Is AI currently capable of identifying wild oysters? A comparison of human annotators against the AI model, ODYSSEE
Brendan Campbell, Alan Williams, Kleio Baxevani, Alyssa Campbell, Rushabh Dhoke, Rileigh E. Hudock, Xiaomin Lin, Vivek Mange, Bernhard Neuberger, Arjun Suresh, Alhim Vera, Arthur Trembanis, Herbert G. Tanner, Edward Hale
TL;DR
This study evaluates the ODYSSEE DL model for identifying live oysters on reefs against human annotators to assess its current reliability for non-destructive monitoring. ODYSSEE, based on YOLOv10 and trained with a mix of real and synthetic oyster imagery, processes field data orders of magnitude faster than humans but shows lower accuracy and higher false positives. Image quality strongly influences human consistency, while the model's performance declines with higher image quality, revealing gaps in training data and annotation granularity. The work highlights ODYSSEE's potential for rapid reef surveys and harvest-path planning, while outlining concrete improvements—more high-quality live imagery, expanded live/dead/unknown classes, and robust ground-truth validation—needed to make DL-based reef censusing a dependable tool for restoration and aquaculture management.
Abstract
Oysters are ecologically and commercially important species that require frequent monitoring to track population demographics (e.g. abundance, growth, mortality).
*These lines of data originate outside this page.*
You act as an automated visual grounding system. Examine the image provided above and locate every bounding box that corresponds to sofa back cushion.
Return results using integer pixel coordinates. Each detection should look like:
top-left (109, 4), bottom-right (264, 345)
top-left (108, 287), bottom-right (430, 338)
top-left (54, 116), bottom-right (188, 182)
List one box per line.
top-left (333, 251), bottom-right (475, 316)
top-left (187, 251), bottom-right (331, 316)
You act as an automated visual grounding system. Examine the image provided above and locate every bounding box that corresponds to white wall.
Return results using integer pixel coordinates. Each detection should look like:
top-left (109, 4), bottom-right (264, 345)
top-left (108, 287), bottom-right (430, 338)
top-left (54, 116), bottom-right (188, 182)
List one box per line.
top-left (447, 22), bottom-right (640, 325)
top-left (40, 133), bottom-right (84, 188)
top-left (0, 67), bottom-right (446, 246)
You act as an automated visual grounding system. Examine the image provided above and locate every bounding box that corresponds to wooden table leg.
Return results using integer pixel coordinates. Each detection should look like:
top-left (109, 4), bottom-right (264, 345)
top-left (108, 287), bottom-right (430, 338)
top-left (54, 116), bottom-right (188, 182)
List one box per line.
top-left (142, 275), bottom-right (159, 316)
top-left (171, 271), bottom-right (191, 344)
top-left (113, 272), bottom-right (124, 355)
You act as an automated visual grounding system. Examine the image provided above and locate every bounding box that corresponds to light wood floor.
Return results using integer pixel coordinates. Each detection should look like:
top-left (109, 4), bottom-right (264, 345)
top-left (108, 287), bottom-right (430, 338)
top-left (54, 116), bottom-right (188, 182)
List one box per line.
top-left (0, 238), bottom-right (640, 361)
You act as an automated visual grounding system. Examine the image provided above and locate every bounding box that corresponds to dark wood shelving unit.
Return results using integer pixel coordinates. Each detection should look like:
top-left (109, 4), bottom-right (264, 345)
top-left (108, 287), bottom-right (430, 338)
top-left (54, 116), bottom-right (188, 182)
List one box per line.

Current methods of monitoring oyster reefs often require destructive sampling methods and extensive manual effort. Therefore, they are suboptimal for small-scale or sensitive environments. A recent alternative, the ODYSSEE model, was developed to use deep learning techniques to identify live oysters using video or images taken in the field of oyster reefs to assess abundance. The validity of this model in identifying live oysters on a reef was compared to expert and non-expert annotators. In addition, we identified potential sources of prediction error. Although the model can make inferences significantly faster than expert and non-expert annotators (39.6 s, $2.34 \pm 0.61$ h, $4.50 \pm 1.46$ h, respectively), the model overpredicted the number of live oysters, achieving lower accuracy (63\%) in identifying live oysters compared to experts (74\%) and non-experts (75\%) alike. Image quality was an important factor in determining the accuracy of the model and the annotators. Better quality images improved human accuracy and worsened model accuracy. Although ODYSSEE was not sufficiently accurate, we anticipate that future training on higher-quality images, utilizing additional live imagery, and incorporating additional annotation training classes will greatly improve the model's predictive power based on the results of this analysis. Future research should address methods that improve the detection of living vs. dead oysters.